When he puts it like that, there’s not much argument to be had. It’s true that I thought lowly of him. I would have assumed he was trying to find some kind of weakness in me by pretending to be my scent match. Still, my insecurities rear an ugly head.

“Even so, you had an entire semester to make it better. Why didn’t you at least try to show me who you really were?” I ask.

I’ve been curious about it for a few weeks now. The Jett I’ve been rehearsing with is not the same Jett I remember from our early college days. He’s a different breed of alpha than before, and I’m starting to suspect he’s always been that way.

He’s robbed us of years of moments and memories that we’ll never get back. But if I’m honest, I don’t know if the truth would have made it a smoother path. Not with my past, not when my anxiety fills to the brim when any strange alpha walks by.

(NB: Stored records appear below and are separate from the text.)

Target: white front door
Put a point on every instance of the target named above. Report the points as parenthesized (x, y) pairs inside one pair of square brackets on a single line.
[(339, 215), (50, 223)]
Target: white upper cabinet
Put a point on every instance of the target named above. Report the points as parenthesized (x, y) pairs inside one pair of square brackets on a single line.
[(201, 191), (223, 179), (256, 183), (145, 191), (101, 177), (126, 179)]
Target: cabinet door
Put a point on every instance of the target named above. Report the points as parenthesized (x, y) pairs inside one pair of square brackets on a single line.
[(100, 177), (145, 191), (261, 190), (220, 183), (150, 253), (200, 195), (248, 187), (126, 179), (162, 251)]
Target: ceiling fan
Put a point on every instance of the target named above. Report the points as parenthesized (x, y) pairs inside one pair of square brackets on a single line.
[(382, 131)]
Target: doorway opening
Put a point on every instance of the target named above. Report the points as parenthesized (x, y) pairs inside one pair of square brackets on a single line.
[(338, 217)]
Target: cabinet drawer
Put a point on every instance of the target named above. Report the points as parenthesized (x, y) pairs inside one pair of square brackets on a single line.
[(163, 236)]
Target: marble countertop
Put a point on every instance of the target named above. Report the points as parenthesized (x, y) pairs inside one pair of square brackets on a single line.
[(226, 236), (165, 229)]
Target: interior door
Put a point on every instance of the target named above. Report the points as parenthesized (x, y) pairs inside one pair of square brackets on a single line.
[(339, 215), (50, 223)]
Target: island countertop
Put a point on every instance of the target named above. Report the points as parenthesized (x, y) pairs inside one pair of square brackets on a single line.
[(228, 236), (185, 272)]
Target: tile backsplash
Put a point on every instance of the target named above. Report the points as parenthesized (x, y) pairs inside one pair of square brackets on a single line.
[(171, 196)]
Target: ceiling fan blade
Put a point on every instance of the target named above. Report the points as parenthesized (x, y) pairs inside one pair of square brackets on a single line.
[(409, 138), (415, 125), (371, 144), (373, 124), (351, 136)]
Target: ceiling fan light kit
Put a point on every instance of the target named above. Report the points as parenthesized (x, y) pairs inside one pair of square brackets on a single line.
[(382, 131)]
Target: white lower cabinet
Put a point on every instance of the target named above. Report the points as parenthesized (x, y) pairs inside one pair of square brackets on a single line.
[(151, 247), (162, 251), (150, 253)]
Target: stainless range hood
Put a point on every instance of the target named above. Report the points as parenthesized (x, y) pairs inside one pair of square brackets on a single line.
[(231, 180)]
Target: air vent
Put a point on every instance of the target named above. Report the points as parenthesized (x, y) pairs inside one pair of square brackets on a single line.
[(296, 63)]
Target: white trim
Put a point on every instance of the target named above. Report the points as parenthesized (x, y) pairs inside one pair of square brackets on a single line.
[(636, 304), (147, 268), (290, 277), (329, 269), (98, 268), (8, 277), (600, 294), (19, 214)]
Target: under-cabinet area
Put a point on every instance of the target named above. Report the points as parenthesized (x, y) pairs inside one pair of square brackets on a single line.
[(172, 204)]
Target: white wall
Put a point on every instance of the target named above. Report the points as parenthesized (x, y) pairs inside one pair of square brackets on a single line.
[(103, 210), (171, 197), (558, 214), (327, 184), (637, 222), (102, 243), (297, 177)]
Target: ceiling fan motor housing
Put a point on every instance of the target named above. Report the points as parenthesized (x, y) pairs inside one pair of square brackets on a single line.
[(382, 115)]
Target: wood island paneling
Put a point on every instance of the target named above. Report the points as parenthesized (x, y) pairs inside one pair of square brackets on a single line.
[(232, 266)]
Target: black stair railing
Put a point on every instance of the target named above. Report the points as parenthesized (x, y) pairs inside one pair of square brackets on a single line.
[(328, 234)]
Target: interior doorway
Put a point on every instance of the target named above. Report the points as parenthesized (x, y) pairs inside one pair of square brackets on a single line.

“I thought it was better if you hated me,” he admits, and I swallow down the whimper it tries to pull from me. “I wanted you to feel strongly for me, even if it wasn’t lust or love. Hate was achievable. I wanted anything but indifference.”

“ Hate, ” I repeat, my blood boiling. I’ll show him a strong emotion if he wants one so fucking bad.

I walk closer to him. “Well, you got your fucking wish. I hate you for this. I was annoyed by you, besotted with absolute loathing because of how attracted I was to someone so fucking arrogant .” I huff out a breath.

“You made me hate my scent match , and now I’ll have to live with every memory of that for the rest of my life. That’s fucking torture .”

“Rory,” he says, taken aback. “I didn’t think about it like that. I didn’t mean to?—”

“I know,” I hiss at him, getting so close to him that I can feel his breath on my face. “You didn’t think about what I needed at all. You’re supposed to be my person.”

“Hey, I didn’t?—”

“No, you didn’t.”

I sigh and I can see the second he’s flipped the script, his eyes darkening as his scent sizzles in the air between us.

“I wanted to give you everything ,” he howls, but yet he still doesn’t reach out to touch me. There’s such little space between us, my chest almost brushes his in an illicit touch. “But fuck , I couldn’t even give you the scent match introduction that you fucking deserved. I am nothing .”

“Shut up.” I say the words but they’re barely above a whisper. I don’t think he would’ve heard me if he wasn’t right in front of me.

“ No , I can’t. Because I come from literal toxins that somehow procreated, Rory.” He shakes his head. “I should have stayed on my blockers.”